Minories

The Minories is one Colchester’s largest Tudor buildings was rebuilt in 1776 by the influential merchant family of Boggis. The building passed through several ownerships including a local German doctor Becker whose son Harry was destined to become one of East Anglia’s best loved painters. In 1915 it passed to the Bensusan-Butt family and Ruth Bensusan-Butt a local doctor had her consulting rooms in the front of the building. She was coincidentally the sister-in-law of painter Lucien Pissarro. Eventually the house and gardens and the Gothic Folly were sold to the Victor Batte-Lay Trust in 1956. Since the purchase of the Minories, the building has afforded a cultural and artistic centre for Colchester and North-East Essex for over half a century.
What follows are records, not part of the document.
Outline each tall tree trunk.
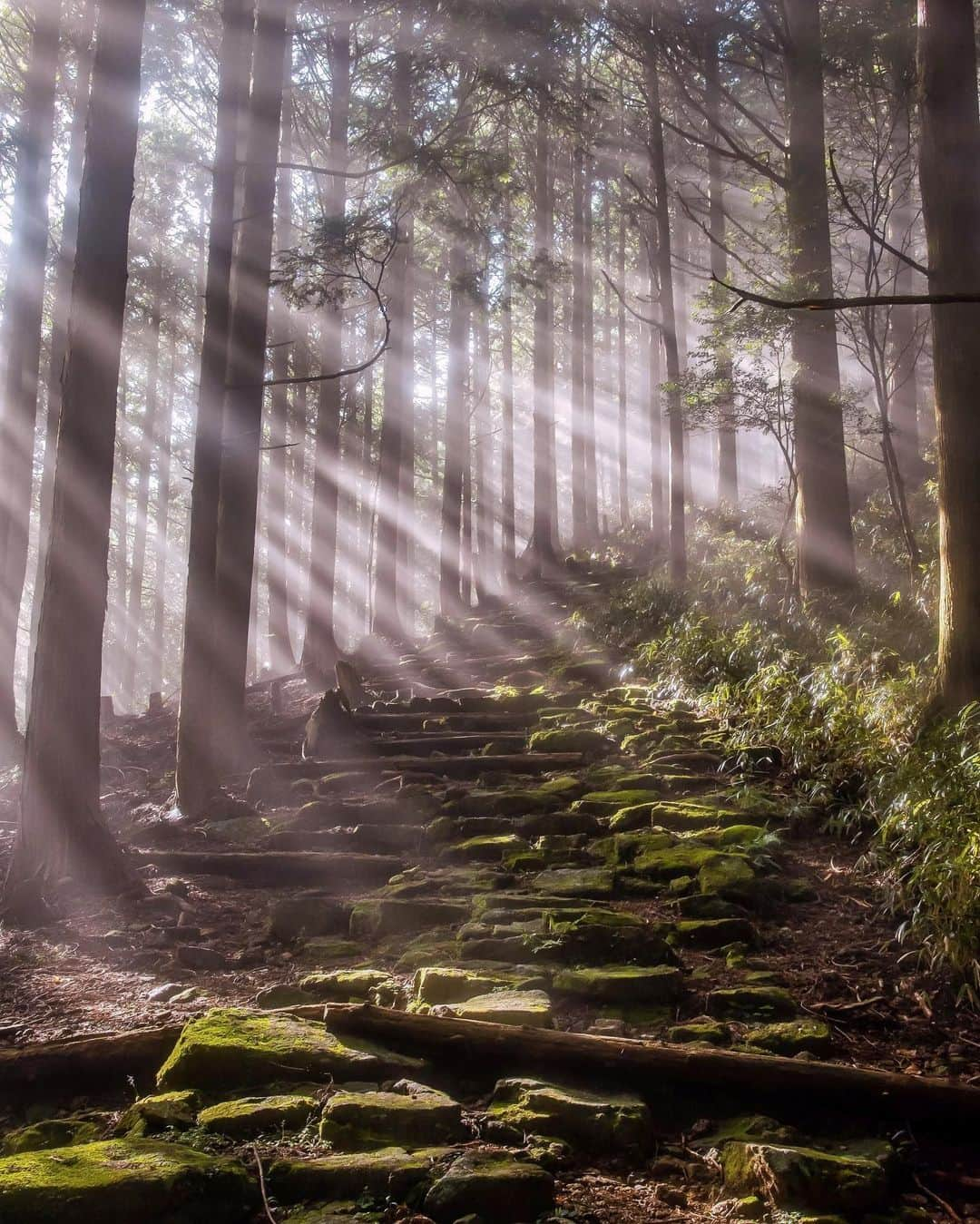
[527,95,558,575]
[372,21,412,639]
[122,259,162,709]
[705,33,739,508]
[303,9,350,678]
[266,36,296,676]
[213,0,291,762]
[149,329,178,693]
[5,0,144,905]
[176,0,252,815]
[646,41,688,583]
[919,0,980,710]
[783,0,857,595]
[0,0,61,758]
[887,0,925,488]
[27,0,95,710]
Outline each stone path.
[0,577,968,1224]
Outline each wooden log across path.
[324,1004,980,1130]
[132,849,405,892]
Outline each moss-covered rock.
[439,834,531,863]
[319,1081,465,1151]
[534,867,615,900]
[115,1090,198,1139]
[487,1078,651,1153]
[268,1147,433,1206]
[0,1139,256,1224]
[552,965,684,1004]
[424,1153,554,1224]
[444,990,552,1028]
[299,969,397,1003]
[157,1007,425,1088]
[197,1093,319,1139]
[744,1020,833,1058]
[706,986,797,1021]
[350,891,469,940]
[722,1143,889,1216]
[668,918,755,951]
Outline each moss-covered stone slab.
[0,1139,256,1224]
[424,1153,554,1224]
[350,896,469,940]
[0,1118,103,1155]
[439,834,531,863]
[197,1093,319,1139]
[115,1090,198,1139]
[552,965,684,1004]
[299,969,397,1003]
[706,986,798,1021]
[444,990,552,1028]
[268,1147,433,1206]
[722,1143,889,1217]
[742,1020,833,1058]
[668,918,755,951]
[534,867,615,900]
[319,1081,466,1151]
[487,1078,651,1151]
[157,1007,425,1088]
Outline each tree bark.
[919,0,980,711]
[176,0,252,815]
[211,0,290,765]
[5,0,144,901]
[783,0,857,595]
[705,33,739,508]
[646,39,688,583]
[303,9,351,681]
[122,258,162,710]
[0,0,61,758]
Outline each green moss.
[319,1084,465,1151]
[553,965,684,1003]
[157,1007,424,1088]
[0,1139,256,1224]
[197,1095,319,1139]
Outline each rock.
[157,1007,425,1088]
[299,969,397,1003]
[115,1091,198,1139]
[487,1078,652,1153]
[552,965,684,1004]
[722,1143,891,1216]
[706,986,797,1020]
[197,1095,319,1139]
[744,1020,833,1058]
[667,1020,730,1045]
[268,1147,432,1204]
[527,727,619,758]
[319,1081,466,1151]
[440,990,552,1028]
[668,918,755,950]
[254,983,317,1011]
[439,834,531,863]
[533,867,615,898]
[424,1153,554,1224]
[0,1118,105,1155]
[0,1139,256,1224]
[350,896,469,939]
[270,892,350,944]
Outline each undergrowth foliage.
[580,522,980,1005]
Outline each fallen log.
[324,1004,980,1129]
[132,849,405,892]
[0,1024,182,1104]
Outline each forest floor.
[0,563,980,1224]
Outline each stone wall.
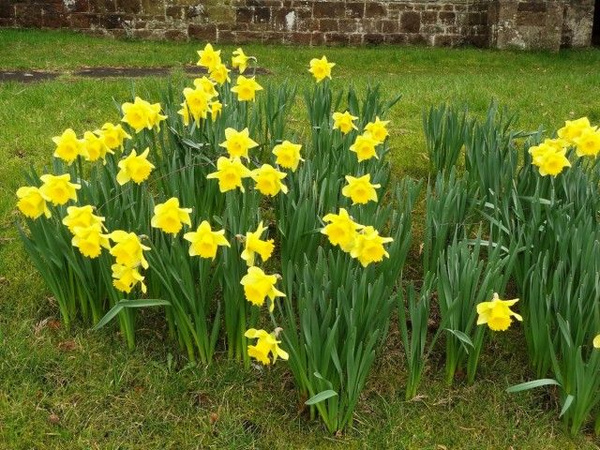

Over the years the Minories has exhibited a variety of works largely by East Anglian artists or practitioners with local connections. These include Edward Bawden, Leon Underwood, Eric Ravilious, brothers John and Paul Nash, Lucien Pissarro, Cedric Morris, Christopher Wood, Hugh Cronyn, Bill Brandt, Maggi Hambling, Roderic Barrett, Peter Coker, Jacob Epstein and Valerie Thornton. Mark Wallinger held one of his very early exhibitions in August 1983 at the Minories. By the early 1990's the Trust's resources diminished to the extent that the gallery was forced to closed through lack of funding in 1992. In 1994 the Minories reopened using public money from Essex County Council, Colchester Borough Council and East of England Arts and went through a major refurbishment in 2007/8.